Ymir aprì gli occhi su un mondo azzurro e lacrimoso; ci volle qualche secondo prima che si rendesse conto di star guardando gli occhi di Historia da vicino, più vicino di quanto non le fosse mai capitato.


'Ehilà, principessa...' sospirò, sfoggiando il sorriso più forte che le riuscì. La mano di Historia era poggiata sulla sua guancia, morbida e delicata.

'Stai bene.' esclamò Historia, la voce rotta dal pianto. 'Stai bene...'

'Ovvio che sto bene...ouf!'


Ymir lasciò che Historia la abbracciasse, cercando di ignorare il fastidioso dolore al petto che la sua presenza le provocava. Le passò una mano sui capelli biondi, carezzandola.

La stretta divenne più forte man mano che Ymir fu in grado di mettere gli ultimi pezzi della propria memoria insieme. L'immagine di Historia in piedi sul cadavere di Reiner la colpì bruscamente, e la presa si fece intensa, dolorosa.


'Ymir, che succede?'

Ymir la guardò, lo sguardo disorientato, scuotendo lievemente la testa. 'Non fare mai più...tu...hai ucciso, Historia.'

'Ti stava...'

'Historia' rimarcò, 'Hai ucciso. Non...non farlo mai più.'

Historia fece per aprire la bocca, ma la richiuse subito, stringendo i denti. 'Non...'

Ymir scosse la testa. 'Ascoltami. Questa relaz...noi, non abbiamo bisogno di essere entrambe maledette dall'immagine di un cadavere tra le mani.

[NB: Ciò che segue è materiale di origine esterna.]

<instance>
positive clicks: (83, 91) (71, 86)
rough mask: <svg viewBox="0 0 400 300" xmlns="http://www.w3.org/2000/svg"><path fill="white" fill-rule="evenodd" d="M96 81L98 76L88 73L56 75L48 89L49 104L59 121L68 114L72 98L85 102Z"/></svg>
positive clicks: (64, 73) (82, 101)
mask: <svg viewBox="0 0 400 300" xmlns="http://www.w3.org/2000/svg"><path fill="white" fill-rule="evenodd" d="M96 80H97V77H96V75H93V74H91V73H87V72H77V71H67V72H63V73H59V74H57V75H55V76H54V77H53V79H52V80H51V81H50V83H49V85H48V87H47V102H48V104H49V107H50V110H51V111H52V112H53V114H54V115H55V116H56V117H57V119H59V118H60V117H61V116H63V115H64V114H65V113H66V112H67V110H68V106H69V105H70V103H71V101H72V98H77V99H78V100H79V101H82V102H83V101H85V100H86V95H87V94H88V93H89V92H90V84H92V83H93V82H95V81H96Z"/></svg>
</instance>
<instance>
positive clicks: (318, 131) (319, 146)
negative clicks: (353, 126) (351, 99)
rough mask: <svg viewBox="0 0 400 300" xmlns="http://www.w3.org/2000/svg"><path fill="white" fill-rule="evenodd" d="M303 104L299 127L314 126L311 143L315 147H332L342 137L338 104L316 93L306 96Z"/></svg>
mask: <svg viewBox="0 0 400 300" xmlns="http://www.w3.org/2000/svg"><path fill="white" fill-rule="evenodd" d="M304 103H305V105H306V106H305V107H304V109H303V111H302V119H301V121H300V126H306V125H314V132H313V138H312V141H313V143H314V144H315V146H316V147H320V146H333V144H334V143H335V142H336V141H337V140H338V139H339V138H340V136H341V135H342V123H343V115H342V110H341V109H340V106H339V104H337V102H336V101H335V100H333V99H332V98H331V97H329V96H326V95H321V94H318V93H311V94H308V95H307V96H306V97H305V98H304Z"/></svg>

Basto io per entrambe.'

Questa volta, quando Historia le si gettò addosso, l'abbraccio fu molto più intenso e vero. Ad occhi chiusi, prima di potersene pentire, Ymir si ritrovò a sussurrare all'orecchio di Historia la verità sulla notte di quindici anni prima.

La testa di Historia si mosse sul suo petto. 'Non mi importa chi tu sia, né quanto vecchia tu sia.'

Ymir la costrinse a guardarla negli occhi. 'Principessa, rimani così come sei per tutta la vita.'

Historia sorrise, triste.

Le loro labbra si incontrarono e intrecciarono; Ymir sentì il nodo che le legava il cuore sciogliersi e cadere da qualche parte fuori dalla sua anima. Sorrise ogni volta che Historia si separava da lei per una breve pausa, non il suo solito sorriso furbo, ma qualcosa di dolce e naturale.

Quando Connie e Sasha arrivarono, stavano ancora baciandosi, appoggiate a quel muro.


*


'Non può finire bene.' mormorò Mike, raggiungendo Hanji in prima fila. 'I ragazzi hanno sentito le dimissioni di Rivaille. Possiamo contare sull'aiuto di Gunther, Eld, Auruo è ancora ferito alla mano da quella maledetta freccia...chi altro?'

'Moblit.' mormorò Hanji, pensierosa. 'Nanaba. Darius. Dita. Manda i preoccupati ad aiutare i civili che stanno evacuando, e dì loro di mandarci chiunque abbia abbastanza palle da volerci aiutare. Il ragazzino e il padre li conosci; descrivili, qualcuno potrebbe portarci informazioni.'

Mike annuì e passò alle retrovie per diffondere le informazioni necessarie. Hanji sudava freddo; sarebbe stato molto più semplice se Mike fosse stato al comando e lei a bacchettare i soldati, ma dovevano seguire gli ordini di Rivaille. Gli ordini del comandante Smith. Persino all'interno della Guardia Cittadina c'erano delle evidenti discrepanze tra i soldati, e loro erano la branca che sarebbe morta sotto il comando di Erwin Smith.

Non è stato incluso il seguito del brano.